Terror, COVID-19, cholera: northern Mozambique is bleeding from many wounds

“ALMOST WEEKLY, NEW HORROR STORIES FROM MOZAMBIQUE reach Aid to the Church in Need (ACN). Largely unnoticed by the international community, the country is suffering one humanitarian catastrophe after another,” reported Ulrich Kny, project officer for the country in south-eastern Africa at ACN.

Since 2017, Mozambique has been the target of countless attacks by jihadists. The exact objectives pursued by the terrorists are not known; observers suggest a mix of economic, political. and religious interests. On March 10, the US government classified the group as an offshoot of ISIS and a global terrorist organization and imposed sanctions. Given the obscurity of the protagonists and their backers, however, these are unlikely to have much effect. According to US media, eyewitnesses report mass beheadings and unimaginable violence perpetrated against the civilian population.

While jihadist terrorism continues to eat away at the region along the Tanzanian border, thus further increasing refugee misery, the country is currently also being battered by the COVID pandemic. “While the first wave was comparatively mild, the number of infected persons has sky-rocketed since January. It is alarming how the number of deaths has escalated,” the project officer at ACN said. Moreover, cholera is also spreading due to the catastrophic hygienic conditions in the refugee camps, which have no access to clean water.

Kny had a conversation with Sister Aparecida Ramos Queiroz, who is responsible for coordinating the relief projects in the Diocese of Pemba in northern Mozambique.
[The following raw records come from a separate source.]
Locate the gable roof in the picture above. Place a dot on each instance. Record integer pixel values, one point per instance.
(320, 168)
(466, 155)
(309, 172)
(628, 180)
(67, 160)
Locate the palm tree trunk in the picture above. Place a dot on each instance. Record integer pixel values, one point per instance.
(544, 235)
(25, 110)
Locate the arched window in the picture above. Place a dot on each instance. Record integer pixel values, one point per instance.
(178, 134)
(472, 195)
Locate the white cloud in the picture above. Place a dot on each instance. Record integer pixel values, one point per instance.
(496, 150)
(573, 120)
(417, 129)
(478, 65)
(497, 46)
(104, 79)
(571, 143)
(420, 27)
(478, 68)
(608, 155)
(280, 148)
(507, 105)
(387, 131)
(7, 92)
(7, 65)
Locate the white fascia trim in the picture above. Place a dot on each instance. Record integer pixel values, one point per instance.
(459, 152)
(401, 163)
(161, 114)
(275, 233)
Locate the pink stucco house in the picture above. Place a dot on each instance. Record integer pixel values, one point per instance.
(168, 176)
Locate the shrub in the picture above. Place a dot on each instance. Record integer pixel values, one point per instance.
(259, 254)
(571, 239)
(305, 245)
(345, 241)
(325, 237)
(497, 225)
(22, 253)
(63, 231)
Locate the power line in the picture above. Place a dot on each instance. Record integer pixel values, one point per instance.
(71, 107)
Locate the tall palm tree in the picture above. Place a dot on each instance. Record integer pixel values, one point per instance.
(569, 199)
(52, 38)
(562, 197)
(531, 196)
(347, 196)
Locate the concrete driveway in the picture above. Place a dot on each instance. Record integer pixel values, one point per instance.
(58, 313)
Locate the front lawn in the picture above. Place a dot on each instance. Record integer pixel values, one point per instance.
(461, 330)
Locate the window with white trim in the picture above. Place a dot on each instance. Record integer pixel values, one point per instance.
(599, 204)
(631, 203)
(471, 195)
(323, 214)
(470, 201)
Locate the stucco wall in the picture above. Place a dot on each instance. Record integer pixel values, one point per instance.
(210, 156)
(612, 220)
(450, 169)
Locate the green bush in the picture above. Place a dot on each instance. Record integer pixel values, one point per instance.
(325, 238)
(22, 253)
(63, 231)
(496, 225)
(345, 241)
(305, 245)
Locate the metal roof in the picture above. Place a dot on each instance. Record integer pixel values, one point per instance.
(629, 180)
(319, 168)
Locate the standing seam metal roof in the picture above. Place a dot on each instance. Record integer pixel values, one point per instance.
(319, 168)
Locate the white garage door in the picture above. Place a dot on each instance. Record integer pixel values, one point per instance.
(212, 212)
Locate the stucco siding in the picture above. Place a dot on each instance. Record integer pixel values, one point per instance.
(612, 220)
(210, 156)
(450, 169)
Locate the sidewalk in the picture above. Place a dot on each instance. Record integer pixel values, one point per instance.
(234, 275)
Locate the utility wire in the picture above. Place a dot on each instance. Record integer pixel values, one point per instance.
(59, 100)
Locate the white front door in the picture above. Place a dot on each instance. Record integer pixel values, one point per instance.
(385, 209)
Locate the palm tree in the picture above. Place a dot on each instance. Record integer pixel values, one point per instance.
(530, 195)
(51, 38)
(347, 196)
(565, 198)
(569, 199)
Hundreds of thousands of refugees from the northern parts of the country have found refuge in the capital of the province of Cabo Delgado and its surrounding communities. According to the UN, by late 2020 there were almost 670,000 displaced persons.

Attacks have been carried out in nine of the 17 districts of the province of Cabo Delgado. The violence is directed at the entire community, not just at Christians, reported Sister Aparecida. “Both Muslim and Christian institutions are being attacked. We Christians are not the primary target of the insurgents.”

However, the Church has suffered great losses through the violence, the sister continued. She said that several churches have been destroyed completely; six of the 23 parishes of the Diocese of Pemba are deserted; the situation is so unstable that most of the parish members have fled. Still, a woman religious and a young parochial vicar are still working in one of the abandoned villages of a parish to serve those people who are too poor even to flee.

Uprooted in Cabo Delgado

“In the meantime, the government has started to resettle the refugees from Pemba in other parts of the region. Many find shelter with other families, others in new refugee settlements,” Kny said. He explained that most of the priests and sisters who were based in the conflict areas fled together with the parishioners. “They are now trying to continue their pastoral work among the refugees from their parishes there, where they have taken shelter. The local Church workers are supporting them in their work as much as they can.”

ACN has granted $190,000 in emergency aid because, despite international relief efforts, there is an acute scarcity of food and many people are starving. “Thanks to this support, the priests and sisters are able to distribute food to the refugees,” Kny reported. Another project was initiated to provide psychosocial assistance to the refugees, most of whom are severely traumatized after experiencing unimaginable suffering in the terrorist attacks and through their forced displacement. By now, more than 120 pastoral workers and volunteers in Pemba have received psychological training.

ACN also provides subsistence aid for priests and women religious as well as funding for training courses for seminarians and prospective sisters, funding for expansion of Church infrastructure, for Church media work and other projects. Kny said, “The Church in Mozambique is an anchor of hope and charity in a sea of suffering and violence. That is why we have made this country a top priority. Any form of support helps to assuage the suffering of this oppressed and uprooted people.”